Summer In Every Season: Meet Our Costume Designer, Summer Lee Jack
Summer Lee Jack is a Brooklyn-based freelance costume designer who has been designing costumes for over 15 years and has worked on over 125 productions from opera and new plays to musicals, TV series and short film. We loved the chance to chat with Summer about her approach to our unique production of Rhoda and the Fossil Hunt.
OSO: This is such a unique show since we don’t have a conventional theater or set. The costumes play a huge role in telling the story. How are you using clothes to help establish the characters?
SLJ: This show is unique for me to design because as the director (Eric Einhorn) and I were discussing our approach for the design of this opera, we didn’t want it to feel rooted in a specific period. So trying to find a non-specific time for this piece was a challenge. For ‘Rhoda’, while it is set in the past, it does not identify a specific time period. It couldn’t feel too modern or contemporary, but instead I am finding a happy medium of combining details from many periods. This opera is really told through the eyes of a child, so looking for the details a child would remember is something I was thinking about a lot when I was designing this piece. These characters are all based on real people, so I had to do research into what they wore in real life. Seeing pictures of the real people (Charles Knight and Henry Osborn) from the American Museum Natural History research library – and even talking with Rhoda herself- helped me find some of the clothing details I needed to make them feel like real people wearing real clothes.
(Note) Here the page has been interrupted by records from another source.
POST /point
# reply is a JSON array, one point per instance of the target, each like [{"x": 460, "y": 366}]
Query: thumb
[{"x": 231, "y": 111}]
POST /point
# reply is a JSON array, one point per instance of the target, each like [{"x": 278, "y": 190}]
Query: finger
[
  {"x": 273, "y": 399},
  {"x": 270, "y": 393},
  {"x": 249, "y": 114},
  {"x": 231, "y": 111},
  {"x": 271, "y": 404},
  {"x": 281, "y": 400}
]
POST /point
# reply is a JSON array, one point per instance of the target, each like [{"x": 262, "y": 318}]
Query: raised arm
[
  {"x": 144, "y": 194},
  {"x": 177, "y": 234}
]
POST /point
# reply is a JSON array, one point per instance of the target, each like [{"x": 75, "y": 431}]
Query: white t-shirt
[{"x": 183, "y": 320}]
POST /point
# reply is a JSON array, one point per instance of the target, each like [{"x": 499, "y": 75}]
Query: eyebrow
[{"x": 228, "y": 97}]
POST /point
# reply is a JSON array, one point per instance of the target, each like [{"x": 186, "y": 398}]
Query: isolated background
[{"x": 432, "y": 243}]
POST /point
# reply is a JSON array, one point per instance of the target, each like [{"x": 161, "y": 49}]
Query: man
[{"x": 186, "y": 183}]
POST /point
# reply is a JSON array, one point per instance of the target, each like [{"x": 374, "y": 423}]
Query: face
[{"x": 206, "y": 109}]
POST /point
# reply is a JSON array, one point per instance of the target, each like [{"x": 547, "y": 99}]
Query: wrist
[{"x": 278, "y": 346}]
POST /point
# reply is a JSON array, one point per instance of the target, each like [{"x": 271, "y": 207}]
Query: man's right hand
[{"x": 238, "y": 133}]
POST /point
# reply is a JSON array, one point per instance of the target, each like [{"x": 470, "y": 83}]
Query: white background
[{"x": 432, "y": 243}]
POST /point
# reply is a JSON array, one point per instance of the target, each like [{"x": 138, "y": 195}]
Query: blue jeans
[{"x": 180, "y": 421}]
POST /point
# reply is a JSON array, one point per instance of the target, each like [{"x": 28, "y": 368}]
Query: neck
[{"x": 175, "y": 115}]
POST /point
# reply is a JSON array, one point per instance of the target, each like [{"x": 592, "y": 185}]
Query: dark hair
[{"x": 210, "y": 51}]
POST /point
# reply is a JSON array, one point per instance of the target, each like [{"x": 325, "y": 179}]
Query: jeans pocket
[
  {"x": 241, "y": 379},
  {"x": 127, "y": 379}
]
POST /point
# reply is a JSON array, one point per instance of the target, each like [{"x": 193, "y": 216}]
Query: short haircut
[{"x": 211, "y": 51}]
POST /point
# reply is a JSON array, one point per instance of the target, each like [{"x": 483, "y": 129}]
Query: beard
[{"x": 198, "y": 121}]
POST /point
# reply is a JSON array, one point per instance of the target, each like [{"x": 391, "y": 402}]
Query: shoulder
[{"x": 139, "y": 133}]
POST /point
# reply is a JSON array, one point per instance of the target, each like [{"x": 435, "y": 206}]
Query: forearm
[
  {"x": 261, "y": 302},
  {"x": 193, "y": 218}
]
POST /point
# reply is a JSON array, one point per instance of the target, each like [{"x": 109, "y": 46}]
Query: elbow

I still played with color and texture (with the help of a little child-like imagination) so they stand out from the crowd of the audience in the Dinosaur Hall.
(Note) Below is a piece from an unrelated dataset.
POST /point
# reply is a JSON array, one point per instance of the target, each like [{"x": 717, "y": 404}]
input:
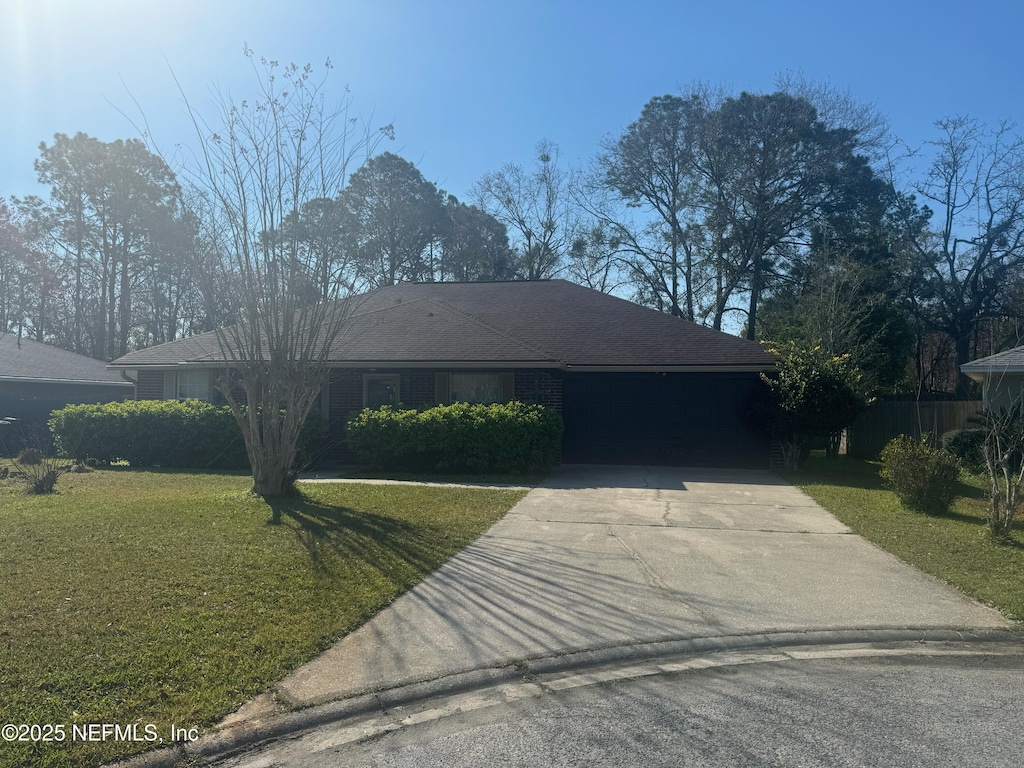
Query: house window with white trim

OSO: Is opera different from other kinds of shows in terms of your process for designing the costume plots?
SLJ: Yes, it’s very different. The thing I love about designing for opera is that the music gives you such a heightened world sometimes; you really can do a lot of really fun and creative designs that you can’t do in a lot of serious plays. You can take things to a dramatic place because of the emotion of the music and the story itself often calls for it. It’s such a thrill to interpret this in every piece because it means something totally different for each person. It’s very exciting!
OSO: Soprano Jennifer Zetlan is an adult playing a child (the character of Rhoda). How do you approach this challenge? How literal does one need to be with age, etc in an opera like this?
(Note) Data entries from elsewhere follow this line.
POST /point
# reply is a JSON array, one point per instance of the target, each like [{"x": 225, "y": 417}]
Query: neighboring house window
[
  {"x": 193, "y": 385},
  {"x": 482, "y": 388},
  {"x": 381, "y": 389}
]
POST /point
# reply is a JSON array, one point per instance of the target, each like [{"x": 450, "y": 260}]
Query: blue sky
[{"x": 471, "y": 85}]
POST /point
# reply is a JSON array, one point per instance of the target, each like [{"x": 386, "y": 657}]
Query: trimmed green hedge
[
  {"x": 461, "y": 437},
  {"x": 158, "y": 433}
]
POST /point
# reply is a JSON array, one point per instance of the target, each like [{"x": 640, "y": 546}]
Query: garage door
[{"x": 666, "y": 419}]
SLJ: I think it’s less about the actual age of the character we are portraying (which is 8 years old) and more about showing the spirit of childhood with the character of Rhoda. She learns a lot about herself as she leads us on this journey around the Dinosaur Hall of the American Natural History Museum, and I wanted to focus on that “child-like sense of wonder” she has. I wanted her to be very colorful in her clothes because she is just full of energy (and I think a little bit of a tomboy). I think her spirit is a little bit in everyone.
OSO: How is your work on this opera different from a standard rep or period piece?
SLJ: There is something really different about this piece as opposed to a standard rep piece, because it’s about the wonder of science. It’s about using scientific process to think about things differently and challenge ourselves. I think that is something that all of us can learn from.
OSO: What is something you wish more people knew about costume designers in the theater/opera world?
SLJ: I don’t think that people really know how much labor goes into making costumes. I think that we as a society don’t value clothes as much as we have in the past. I think a lot of the fashion industry is full of “disposable clothing” that is made as cheaply as possible. We wear them once and then throw them away. I think there is such a lack of understanding in how much work goes into making clothes from scratch! Skills like sewing are getting rarer and rarer. The cost of costume labor is the largest overlooked expense in creating costumes. We are lucky enough to have a very skilled draper who is patterning several custom-made garments for this show to fit our vision and our singers perfectly. We are so lucky that we get to do this for Rhoda. The people that make costumes deserve so much respect as do the garments they make. I hope that the time and skill that went into them will be seen and appreciated in this production.
OSO: What is your favorite dinosaur and why?
SLJ: The Tyrannosaurus Rex because it is the scariest of them all but has the funniest little arms.
OSO: Which flavor of ice cream do you most hope we’ll be serving at the ice cream social on September 23rd?
SLJ: Chocolate Peanut Butter!
OSO: Do you have any other upcoming projects we should be looking for in the near future?
SLJ: I am designing On Site’s next production in Spring 2018.
OSO: Are there any other general thoughts about Rhoda and the Fossil Hunt or On Site Opera you’d like to share?
SLJ: I have always wanted to design for opera in unusual spaces. I saw a version of Il Tabarro on a barge in Red Hook about 10 years ago, and I just found it so thrilling. It was always my dream to get to do opera outside of the theater space like this. Opera that is different. I think that this makes it real and tangible and exciting for the audience. I am thrilled to be a part of this team!